The rebase work itself also started to bother me that many of the kernel changes we made had no chance of ever even being submitted, let alone accepted upstream. (In part because many of them are very unique to Akamai’s CDN — you won’t find any of the trickery employed there described in a Richard Stevens book, and they’re unlikely to ever be official RFC’s due to the competitive edge they gain from those changes).
There are exceptions to all of this, and the kernel team is trying to do a better job there with upstreaming most of the newer changes, but many of the older legacy patches are under-documented, and/or understood well by few people, with the original authors no longer around, making it a frustrating exercise to get up to speed; especially when you’re trying to learn what the upstream code is doing at the same time.

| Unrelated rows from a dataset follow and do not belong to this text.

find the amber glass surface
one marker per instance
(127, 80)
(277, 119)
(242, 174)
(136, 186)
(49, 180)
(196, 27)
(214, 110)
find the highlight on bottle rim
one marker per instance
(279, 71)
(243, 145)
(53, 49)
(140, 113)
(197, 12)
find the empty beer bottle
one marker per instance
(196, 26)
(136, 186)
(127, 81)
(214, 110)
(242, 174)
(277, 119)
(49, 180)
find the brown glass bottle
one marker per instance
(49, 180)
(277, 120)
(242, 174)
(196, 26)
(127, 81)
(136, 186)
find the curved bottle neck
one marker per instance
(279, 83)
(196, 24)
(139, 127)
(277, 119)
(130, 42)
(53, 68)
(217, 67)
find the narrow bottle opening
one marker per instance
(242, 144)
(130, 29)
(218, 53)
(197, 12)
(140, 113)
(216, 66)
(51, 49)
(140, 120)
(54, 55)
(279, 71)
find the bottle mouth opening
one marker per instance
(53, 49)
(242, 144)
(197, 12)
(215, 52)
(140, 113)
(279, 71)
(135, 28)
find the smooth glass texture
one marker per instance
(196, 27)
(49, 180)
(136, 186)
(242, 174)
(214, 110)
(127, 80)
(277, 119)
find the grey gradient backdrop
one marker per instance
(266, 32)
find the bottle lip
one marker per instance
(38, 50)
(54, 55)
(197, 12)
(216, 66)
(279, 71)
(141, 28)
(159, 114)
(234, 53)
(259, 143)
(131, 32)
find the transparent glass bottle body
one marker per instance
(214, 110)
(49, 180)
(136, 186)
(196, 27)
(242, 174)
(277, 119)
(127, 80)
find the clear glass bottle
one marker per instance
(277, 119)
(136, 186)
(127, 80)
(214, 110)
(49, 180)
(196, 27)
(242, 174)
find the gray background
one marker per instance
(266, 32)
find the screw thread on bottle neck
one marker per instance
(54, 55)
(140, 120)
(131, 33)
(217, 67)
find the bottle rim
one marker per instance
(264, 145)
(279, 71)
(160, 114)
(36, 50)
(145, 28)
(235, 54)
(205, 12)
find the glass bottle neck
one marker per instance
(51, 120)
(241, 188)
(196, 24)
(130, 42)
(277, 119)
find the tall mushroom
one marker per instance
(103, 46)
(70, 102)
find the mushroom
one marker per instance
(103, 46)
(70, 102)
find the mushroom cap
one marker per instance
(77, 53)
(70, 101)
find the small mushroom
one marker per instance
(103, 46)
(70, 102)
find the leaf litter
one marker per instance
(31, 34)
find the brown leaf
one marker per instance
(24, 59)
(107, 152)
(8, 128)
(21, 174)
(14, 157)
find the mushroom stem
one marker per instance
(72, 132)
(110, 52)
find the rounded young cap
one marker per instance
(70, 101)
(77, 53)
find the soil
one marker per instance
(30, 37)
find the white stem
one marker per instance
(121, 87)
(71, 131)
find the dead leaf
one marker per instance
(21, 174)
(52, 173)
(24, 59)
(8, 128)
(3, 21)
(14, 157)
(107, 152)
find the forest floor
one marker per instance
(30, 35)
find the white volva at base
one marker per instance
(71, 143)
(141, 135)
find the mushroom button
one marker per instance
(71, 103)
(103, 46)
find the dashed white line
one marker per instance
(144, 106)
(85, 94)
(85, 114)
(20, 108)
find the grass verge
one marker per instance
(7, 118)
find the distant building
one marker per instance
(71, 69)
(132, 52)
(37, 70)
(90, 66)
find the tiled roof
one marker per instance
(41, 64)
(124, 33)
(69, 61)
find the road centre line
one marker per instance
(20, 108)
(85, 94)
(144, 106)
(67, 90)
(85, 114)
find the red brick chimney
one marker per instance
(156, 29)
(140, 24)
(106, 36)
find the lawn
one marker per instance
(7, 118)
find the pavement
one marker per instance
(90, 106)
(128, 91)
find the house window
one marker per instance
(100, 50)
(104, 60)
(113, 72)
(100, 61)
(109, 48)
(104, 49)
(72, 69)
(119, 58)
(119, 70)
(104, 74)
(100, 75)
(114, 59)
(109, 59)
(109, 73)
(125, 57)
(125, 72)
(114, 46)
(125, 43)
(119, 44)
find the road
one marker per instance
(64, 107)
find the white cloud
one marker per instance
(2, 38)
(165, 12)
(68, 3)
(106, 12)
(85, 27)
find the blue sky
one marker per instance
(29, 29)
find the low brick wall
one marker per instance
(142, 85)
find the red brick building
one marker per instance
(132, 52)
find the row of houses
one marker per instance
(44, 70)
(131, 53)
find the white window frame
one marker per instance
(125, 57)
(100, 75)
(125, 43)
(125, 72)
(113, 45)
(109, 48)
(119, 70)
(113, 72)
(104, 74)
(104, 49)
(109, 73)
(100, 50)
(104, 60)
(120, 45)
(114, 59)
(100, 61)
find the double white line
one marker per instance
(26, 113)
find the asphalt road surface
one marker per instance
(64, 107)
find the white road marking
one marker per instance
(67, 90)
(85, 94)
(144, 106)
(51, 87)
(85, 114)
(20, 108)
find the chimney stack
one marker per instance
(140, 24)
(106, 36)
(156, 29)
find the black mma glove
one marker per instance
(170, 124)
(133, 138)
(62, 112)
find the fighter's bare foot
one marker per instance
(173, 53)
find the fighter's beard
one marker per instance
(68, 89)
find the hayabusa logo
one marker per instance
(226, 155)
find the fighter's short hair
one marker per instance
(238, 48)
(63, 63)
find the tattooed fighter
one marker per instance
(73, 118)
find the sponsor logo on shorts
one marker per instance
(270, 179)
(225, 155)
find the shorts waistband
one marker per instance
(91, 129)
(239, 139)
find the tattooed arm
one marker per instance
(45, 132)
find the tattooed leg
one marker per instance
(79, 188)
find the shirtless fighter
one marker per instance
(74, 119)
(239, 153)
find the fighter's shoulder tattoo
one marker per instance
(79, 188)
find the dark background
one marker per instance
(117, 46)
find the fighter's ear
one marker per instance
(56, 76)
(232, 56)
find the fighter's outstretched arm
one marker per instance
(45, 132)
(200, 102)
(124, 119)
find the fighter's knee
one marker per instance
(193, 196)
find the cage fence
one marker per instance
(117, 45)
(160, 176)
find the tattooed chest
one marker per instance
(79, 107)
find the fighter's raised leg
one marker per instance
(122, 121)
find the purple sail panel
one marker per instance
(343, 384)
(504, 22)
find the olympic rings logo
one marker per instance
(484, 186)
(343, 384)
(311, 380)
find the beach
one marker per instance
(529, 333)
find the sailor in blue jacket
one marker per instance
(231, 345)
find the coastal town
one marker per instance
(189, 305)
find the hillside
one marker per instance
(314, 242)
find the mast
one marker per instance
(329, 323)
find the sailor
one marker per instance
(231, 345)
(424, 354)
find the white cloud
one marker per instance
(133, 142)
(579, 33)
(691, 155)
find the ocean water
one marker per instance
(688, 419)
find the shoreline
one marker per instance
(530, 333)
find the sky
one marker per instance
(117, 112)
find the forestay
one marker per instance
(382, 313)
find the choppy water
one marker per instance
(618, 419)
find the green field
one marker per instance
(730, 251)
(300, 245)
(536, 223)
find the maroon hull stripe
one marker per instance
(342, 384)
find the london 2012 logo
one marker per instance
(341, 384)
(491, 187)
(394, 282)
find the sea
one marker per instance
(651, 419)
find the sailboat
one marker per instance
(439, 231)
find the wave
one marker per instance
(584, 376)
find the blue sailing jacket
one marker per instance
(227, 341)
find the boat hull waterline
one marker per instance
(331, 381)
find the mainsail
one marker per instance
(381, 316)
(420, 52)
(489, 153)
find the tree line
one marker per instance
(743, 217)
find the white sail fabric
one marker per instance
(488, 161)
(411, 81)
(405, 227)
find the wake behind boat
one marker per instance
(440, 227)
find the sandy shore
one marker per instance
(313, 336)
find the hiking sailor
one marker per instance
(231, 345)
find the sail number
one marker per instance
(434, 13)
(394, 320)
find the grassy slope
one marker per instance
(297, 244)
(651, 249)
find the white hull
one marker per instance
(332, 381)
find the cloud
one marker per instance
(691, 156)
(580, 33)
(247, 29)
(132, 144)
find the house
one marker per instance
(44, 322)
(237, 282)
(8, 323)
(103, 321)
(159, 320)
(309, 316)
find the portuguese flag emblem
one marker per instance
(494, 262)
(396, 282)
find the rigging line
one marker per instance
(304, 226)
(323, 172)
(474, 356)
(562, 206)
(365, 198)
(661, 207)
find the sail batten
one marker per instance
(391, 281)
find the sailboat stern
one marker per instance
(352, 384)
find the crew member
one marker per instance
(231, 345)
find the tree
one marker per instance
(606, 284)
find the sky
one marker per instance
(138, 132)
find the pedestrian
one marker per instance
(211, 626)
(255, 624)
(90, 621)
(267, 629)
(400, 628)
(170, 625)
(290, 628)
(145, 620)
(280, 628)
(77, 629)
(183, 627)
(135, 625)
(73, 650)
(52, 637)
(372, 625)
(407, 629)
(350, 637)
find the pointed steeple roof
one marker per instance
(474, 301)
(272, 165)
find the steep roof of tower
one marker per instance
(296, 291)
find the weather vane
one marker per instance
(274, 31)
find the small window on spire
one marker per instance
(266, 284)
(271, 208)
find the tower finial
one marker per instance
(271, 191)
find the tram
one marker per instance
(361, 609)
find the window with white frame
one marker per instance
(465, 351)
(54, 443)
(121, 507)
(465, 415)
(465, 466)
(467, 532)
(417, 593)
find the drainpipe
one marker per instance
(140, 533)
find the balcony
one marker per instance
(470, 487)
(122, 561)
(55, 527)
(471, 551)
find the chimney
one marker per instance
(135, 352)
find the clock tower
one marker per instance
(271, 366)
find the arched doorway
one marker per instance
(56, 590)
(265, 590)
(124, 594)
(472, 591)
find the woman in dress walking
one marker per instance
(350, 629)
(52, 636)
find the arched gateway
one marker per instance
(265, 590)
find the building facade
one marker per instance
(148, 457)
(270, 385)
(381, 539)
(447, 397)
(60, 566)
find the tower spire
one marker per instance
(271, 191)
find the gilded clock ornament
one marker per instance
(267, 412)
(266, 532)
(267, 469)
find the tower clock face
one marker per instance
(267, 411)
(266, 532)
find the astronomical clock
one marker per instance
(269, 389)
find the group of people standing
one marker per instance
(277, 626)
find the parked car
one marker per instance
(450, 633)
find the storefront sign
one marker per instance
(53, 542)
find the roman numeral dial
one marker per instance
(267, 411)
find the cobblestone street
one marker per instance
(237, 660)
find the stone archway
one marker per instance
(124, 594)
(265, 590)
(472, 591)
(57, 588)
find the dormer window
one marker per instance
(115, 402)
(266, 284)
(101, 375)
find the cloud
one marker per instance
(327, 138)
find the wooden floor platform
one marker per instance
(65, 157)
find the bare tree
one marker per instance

Someone with less experience dealing exclusively with open-source for most of their career would probably find many of my reasons for leaving trivial. Those same people would probably find Akamai a great place to work. There are a lot of opportunities there if you have a higher tolerance for such things than I did. It was eye-opening recently, mentoring some of the interns there. Optimism. The unjaded outlook that comes with youth. Not getting bent out of shape at crappy tooling because they don’t know different. It made me realize I wasn’t going to ever be like this here.

On a particularly bad day a few weeks back, a recruiter reached out to me, to find out if I was interested in a second chance at an offer I received last time I was looking for a new job. It worked. Enduring an unhappy situation in the hopes things will get better isn’t a great strategy when there are other options.

So, I start at Facebook in September.

I have no delusions that things are going to be perfect there, but at least from the outside right now, the grass looks greener. I feel bad walking away from problems unfinished, but going home miserable or angry or some other negative emotion every day was really starting to get take its toll. It’s not a healthy way to live.

When I was interviewing last December, I read Being Geek to death, so it’s fitting that I’ve picked it up again recently. One paragraph in particular jumps out at me.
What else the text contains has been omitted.